The government is also pushing the bank to pay at least $500 million to conclude a tentative pact in which the government agreed to share losses on certain BofA assets.

The installment payments would enable BofA to gradually reduce government involvement in its affairs.

However, unlike the other banks, BofA does not intend to repay its entire $45 billion support from the TARP in lump sum, as it has faced mounting loan losses as more customers default. But it may start with the repayment of $20 billion, which it received as part of the total aid to absorb loss-making investment bank Merrill Lynch & Co.

During an investor presentation, CFO Joe Price said that the bank is also taking steps to reduce or eliminate its reliance on other government lending and support programs that were placed during the height of the credit crisis to help stabilize financial markets.

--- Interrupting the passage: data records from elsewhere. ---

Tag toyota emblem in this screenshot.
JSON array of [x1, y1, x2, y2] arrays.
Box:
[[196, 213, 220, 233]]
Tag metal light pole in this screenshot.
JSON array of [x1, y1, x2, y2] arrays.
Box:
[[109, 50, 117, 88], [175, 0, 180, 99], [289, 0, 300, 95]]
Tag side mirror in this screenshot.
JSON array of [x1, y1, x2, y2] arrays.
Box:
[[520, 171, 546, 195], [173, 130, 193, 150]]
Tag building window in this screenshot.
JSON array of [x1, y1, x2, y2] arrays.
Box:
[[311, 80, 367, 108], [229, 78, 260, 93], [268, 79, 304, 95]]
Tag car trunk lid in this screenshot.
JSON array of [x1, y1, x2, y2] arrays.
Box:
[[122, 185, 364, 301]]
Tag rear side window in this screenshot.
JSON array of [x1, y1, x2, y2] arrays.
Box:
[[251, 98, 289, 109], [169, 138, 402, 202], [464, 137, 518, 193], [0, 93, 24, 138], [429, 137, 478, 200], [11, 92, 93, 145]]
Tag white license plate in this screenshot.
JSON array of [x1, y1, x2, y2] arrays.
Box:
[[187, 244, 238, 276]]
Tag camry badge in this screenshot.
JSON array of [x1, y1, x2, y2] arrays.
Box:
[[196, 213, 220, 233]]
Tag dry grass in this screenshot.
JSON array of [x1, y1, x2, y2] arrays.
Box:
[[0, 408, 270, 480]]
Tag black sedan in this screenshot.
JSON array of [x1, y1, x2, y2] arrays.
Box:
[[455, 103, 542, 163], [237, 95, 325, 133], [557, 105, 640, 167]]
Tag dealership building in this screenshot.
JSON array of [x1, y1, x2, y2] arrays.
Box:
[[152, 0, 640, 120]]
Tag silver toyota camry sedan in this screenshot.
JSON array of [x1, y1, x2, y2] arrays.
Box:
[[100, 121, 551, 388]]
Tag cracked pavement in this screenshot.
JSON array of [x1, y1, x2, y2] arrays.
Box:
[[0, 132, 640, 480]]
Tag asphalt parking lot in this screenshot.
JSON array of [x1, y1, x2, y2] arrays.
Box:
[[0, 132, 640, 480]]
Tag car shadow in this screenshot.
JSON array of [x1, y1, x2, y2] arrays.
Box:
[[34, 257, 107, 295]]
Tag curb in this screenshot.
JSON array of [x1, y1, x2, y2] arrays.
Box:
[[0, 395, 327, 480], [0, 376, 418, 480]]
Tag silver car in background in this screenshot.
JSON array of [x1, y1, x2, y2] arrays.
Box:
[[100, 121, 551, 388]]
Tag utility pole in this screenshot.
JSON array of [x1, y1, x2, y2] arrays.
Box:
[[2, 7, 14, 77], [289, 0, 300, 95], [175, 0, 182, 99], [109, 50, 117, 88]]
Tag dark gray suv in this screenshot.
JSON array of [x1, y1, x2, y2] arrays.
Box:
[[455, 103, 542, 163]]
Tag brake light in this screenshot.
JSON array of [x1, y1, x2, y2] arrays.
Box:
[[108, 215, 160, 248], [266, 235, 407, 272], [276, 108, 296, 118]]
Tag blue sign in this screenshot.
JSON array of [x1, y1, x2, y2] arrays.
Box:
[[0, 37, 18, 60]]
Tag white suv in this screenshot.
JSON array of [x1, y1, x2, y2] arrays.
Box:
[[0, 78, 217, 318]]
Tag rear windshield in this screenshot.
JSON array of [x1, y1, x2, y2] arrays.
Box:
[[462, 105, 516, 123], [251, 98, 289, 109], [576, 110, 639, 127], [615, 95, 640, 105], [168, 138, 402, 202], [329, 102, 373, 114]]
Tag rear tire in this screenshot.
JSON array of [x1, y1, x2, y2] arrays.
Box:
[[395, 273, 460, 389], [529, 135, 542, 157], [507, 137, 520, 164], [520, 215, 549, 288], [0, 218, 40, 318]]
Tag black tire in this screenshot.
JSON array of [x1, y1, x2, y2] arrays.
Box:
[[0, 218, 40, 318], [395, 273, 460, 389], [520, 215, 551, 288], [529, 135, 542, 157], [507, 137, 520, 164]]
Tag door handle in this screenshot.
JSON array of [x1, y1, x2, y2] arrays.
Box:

Some large financial firms that have already repaid government fund are JPMorgan Chase & Company (JPM), Morgan Stanley (MS), Bank of New York Mellon Corporation (BK), Goldman Sachs (GS), U.S. Bancorp (USB), American Express Company (AXP), BB&T Corporation (BBT) and State Street Corporation (STT).

The repayment of government money can be viewed as a sign of recovery of the institutions as well as the economy. Also, the full repayment of government money has enabled these firms to protect their executive compensation packages. Restrictions on pay rules as a result of absorbing government money were a major competitive disadvantage for these firms in retaining talented employees.

We think that Bank of America is in a relatively good shape from a capital perspective. During this delicate period of market stress, the availability of significant private-sector capital is very limited. As a result, the management remains focused on managing asset-levels efficiently, ensuring the deployment of TARP funds to core lending businesses and trimming other assets in non-core businesses.

We think that the management is quite confident about its capital position as it has indicated to pay back TARP funds in installments.

We anticipate continued synergies from the company’s large scale operation and balance sheet restructuring, but higher credit costs and worsening credit quality will be a drag on upcoming results. Therefore, we are recommending the shares as Neutral.